En l’espèce, Mme [B] soutient que l’employeur a inventé des griefs à son encontre, qu’il l’a volontairement mise en difficulté dans le cadre de l’exécution de son contrat de travail.
Il a été précédemment jugé que la salariée avait été victime de harcèlement moral, ce dont il se déduit que le contrat de travail n’a pas été exécuté de bonne foi par l’employeur.
Au regard du préjudice subi, la société Sitel est condamnée à verser à la salariée la somme de 1 500 euros à titre de dommages et intérêts pour exécution déloyale du contrat de travail, la salariée n’ayant formé aucune demande d’indemnisation au titre du harcèlement subi.
Le jugement entrepris est infirmé de ce chef.
3/ Sur la demande de dommages et intérêts pour préjudice distinct
La salariée forme une demande de dommages et intérêts pour préjudice distinct en arguant de l’existence d’un préjudice de santé lié à la perte de son emploi.
La salariée peut réclamer la réparation d’un préjudice particulier lié au caractère abusif et vexatoire de la procédure.
Il lui appartient d’établir à cet égard un comportement fautif de l’employeur.
Il ne résulte pas des pièces versées aux débats des éléments établissant des circonstances particulières de mise en oeuvre de cette procédure de licenciement de manière brutale ou vexatoire.
Les éléments du dossier ne mettent en évidence aucun préjudice moral ou de santé spécifique susceptible d’ouvrir droit à une indemnisation distincte.
Par confirmation du jugement entrepris, Mme [B] est déboutée de sa demande.
4/ Sur la remise des documents de fin de contrat
Il sera ordonné la remise par l’employeur à la salariée des documents de fin de contrat et d’un bulletin de salaire conformes au présent arrêt , sans que le prononcé d’une astreinte soit nécessaire à ce stade de la procédure.
5/ Sur les frais irrépétibles et les dépens
Il serait inéquitable de laisser à la charge de Mme [B] les frais non compris dans les dépens qu’elle a pu exposer.
Il convient en l’espèce de condamner l’employeur, succombant dans la présente instance, à lui verser la somme de 2 500 euros au titre de l’article 700 du code de procédure civile pour l’ensemble de la procédure.
Il n’apparaît pas inéquitable de laisser à la charge de l’employeur les frais irrépétibles exposés par lui.

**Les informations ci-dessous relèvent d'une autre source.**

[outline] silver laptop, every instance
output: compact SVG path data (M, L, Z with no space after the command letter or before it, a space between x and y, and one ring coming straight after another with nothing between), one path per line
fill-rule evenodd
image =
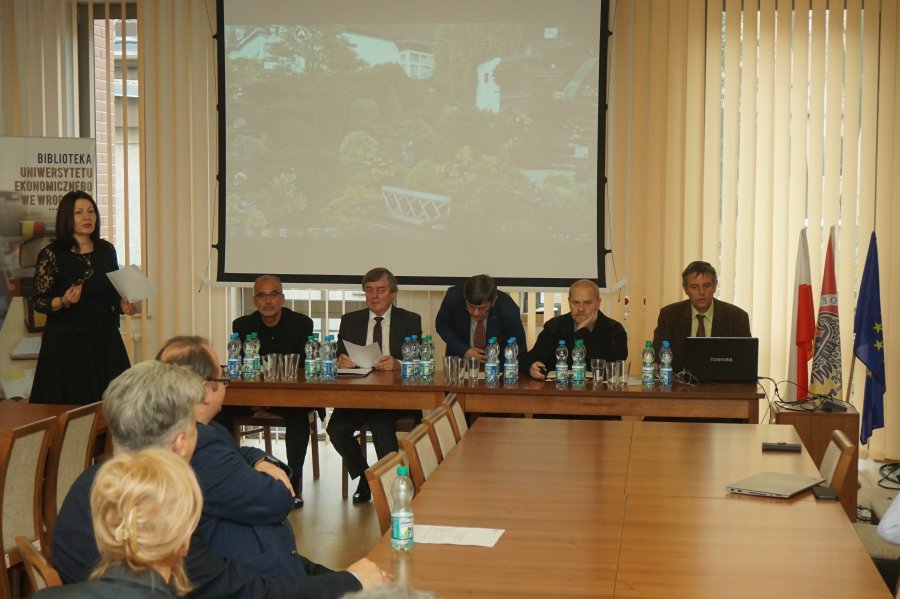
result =
M756 380L756 337L688 337L684 341L685 367L700 382Z
M787 499L822 482L825 482L825 479L822 477L784 474L782 472L760 472L733 482L725 489L729 493L740 493L741 495Z

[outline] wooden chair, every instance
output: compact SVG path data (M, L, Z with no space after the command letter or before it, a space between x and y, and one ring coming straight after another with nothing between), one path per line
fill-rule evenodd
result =
M284 428L286 422L284 418L277 414L272 414L266 410L254 412L251 416L243 418L235 418L234 435L235 442L240 445L241 439L250 435L262 435L263 446L266 453L272 454L272 428ZM246 430L248 429L249 430ZM309 452L312 456L313 464L313 480L319 480L319 425L316 419L316 411L309 411ZM303 491L303 473L297 473L297 479L300 485L300 491Z
M466 422L466 413L456 400L456 393L447 395L447 399L441 405L446 407L450 413L450 426L453 428L453 436L456 437L456 442L459 443L462 436L469 432L469 424Z
M844 488L855 449L853 442L843 431L831 432L831 441L825 449L825 455L822 456L822 463L819 464L819 474L825 479L826 486L835 491Z
M415 419L411 417L404 416L400 418L394 424L394 431L397 433L397 436L405 436L406 433L409 433L416 426ZM365 425L360 427L356 433L354 433L353 438L359 443L359 451L363 455L363 459L367 458L368 452L368 432L369 429ZM347 472L347 462L345 460L341 460L341 497L347 499L350 495L350 473Z
M423 416L422 422L428 427L428 434L435 444L438 463L443 462L450 450L456 447L456 436L450 424L450 412L445 406L438 406L433 412Z
M62 586L62 579L59 573L53 569L50 562L47 561L40 551L34 548L28 539L22 536L16 537L16 547L25 563L25 573L28 575L28 581L31 582L32 591L40 591L47 587Z
M44 472L56 417L20 426L0 438L0 599L12 596L8 568L22 562L16 537L47 545L41 528Z
M400 445L406 454L409 475L418 491L440 463L438 449L434 446L434 440L425 424L414 428L411 433L400 440Z
M402 466L403 460L400 454L392 451L372 466L366 468L366 480L372 490L372 501L375 503L375 512L378 514L378 525L381 534L391 527L391 484L397 478L397 466Z
M56 516L72 483L94 463L99 436L101 402L80 406L63 412L58 418L56 434L47 454L47 470L44 479L43 530L47 545L42 553L50 555L51 534Z

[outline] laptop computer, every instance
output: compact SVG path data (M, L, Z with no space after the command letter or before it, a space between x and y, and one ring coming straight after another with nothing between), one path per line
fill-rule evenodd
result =
M685 367L700 382L755 381L759 361L756 337L688 337Z
M740 493L741 495L787 499L824 481L825 479L822 477L784 474L781 472L760 472L759 474L735 481L725 487L725 489L729 493Z

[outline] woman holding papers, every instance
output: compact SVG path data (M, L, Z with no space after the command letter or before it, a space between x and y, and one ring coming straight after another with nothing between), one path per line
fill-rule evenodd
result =
M63 196L56 238L34 269L34 309L47 315L38 355L33 403L100 401L109 381L130 366L119 315L134 314L106 273L117 270L116 249L100 239L100 215L83 191Z

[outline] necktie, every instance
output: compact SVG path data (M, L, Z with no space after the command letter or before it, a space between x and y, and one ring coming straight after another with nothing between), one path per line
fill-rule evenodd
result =
M484 349L484 346L487 345L487 339L484 338L484 320L479 320L475 323L475 347L478 349Z
M375 327L372 329L372 342L378 344L378 348L383 350L384 348L381 346L381 321L384 320L383 316L375 317Z

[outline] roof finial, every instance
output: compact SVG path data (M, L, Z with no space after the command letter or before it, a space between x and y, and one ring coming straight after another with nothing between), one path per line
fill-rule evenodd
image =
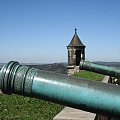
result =
M77 29L75 28L74 30L75 30L75 34L77 34Z

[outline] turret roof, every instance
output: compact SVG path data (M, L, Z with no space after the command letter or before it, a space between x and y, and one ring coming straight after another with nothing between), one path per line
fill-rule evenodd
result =
M79 46L81 46L81 47L85 47L85 45L81 42L81 40L80 40L80 38L78 37L78 35L77 35L77 29L75 28L75 34L74 34L74 36L73 36L73 38L72 38L72 40L71 40L71 42L70 42L70 44L68 45L68 47L79 47Z

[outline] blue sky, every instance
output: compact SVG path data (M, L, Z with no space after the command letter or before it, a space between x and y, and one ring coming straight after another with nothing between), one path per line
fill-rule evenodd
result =
M0 62L66 62L75 27L86 59L120 61L120 0L0 0Z

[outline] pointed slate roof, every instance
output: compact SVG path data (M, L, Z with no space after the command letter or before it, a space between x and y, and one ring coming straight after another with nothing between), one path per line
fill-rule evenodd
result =
M67 47L85 47L85 45L81 42L80 38L77 35L77 29L75 28L75 34Z

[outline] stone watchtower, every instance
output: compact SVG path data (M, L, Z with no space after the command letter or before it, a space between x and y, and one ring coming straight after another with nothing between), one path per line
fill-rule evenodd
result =
M81 42L77 35L77 29L75 28L75 34L67 46L68 49L68 75L79 72L80 60L85 59L85 45Z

Il y a également lieu de condamner la société aux dépens de première instance et d’appel.
PAR CES MOTIFS
LA COUR
Statuant contradictoirement, en dernier ressort ;
Infirme le jugement du conseil de prud’hommes de Rouen du 4 février 2021 sauf en ce qu’il a débouté Mme [B] de sa demande de dommages et intérêts pour préjudice distinct ;
Statuant à nouveau des chefs infirmés et y ajoutant:
Dit nul le licenciement prononcé à l’encontre de Mme [L] [B] ;
Condamne la société Sitel France à verser à Mme [L] [B] les sommes suivantes :
1 482,52 euros brut au titre de l’indemnité compensatrice de préavis outre 148,25 euros au titre des congés payés afférents,
2 347,32 euros au titre de l’indemnité de licenciement,
8 900 euros à titre de dommages et intérêts pour licenciement nul,
1 500 euros à titre de dommages et intérêts pour exécution déloyale du contrat de travail ,
Condamne la société Sitel France à verser à l’antenne Pôle Emploi concernée le montant des indemnités chômage versées à Mme [B] depuis son licenciement dans la limite de 3 mois de prestations ;
Ordonne la remise à Mme [B] des documents de fin de contrat de travail et d’un bulletin de paie conformes au présent arrêt ;
Dit n’y avoir lieu à astreinte ;
Condamne la société Sitel France à verser à Mme [L] [B] la somme de 2 500 euros en application de l’article 700 du code de procédure civile pour l’ensemble de la procédure ;
Rejette toute autre demande ;
Condamne la société Sitel France aux entiers dépens de première instance et d’appel.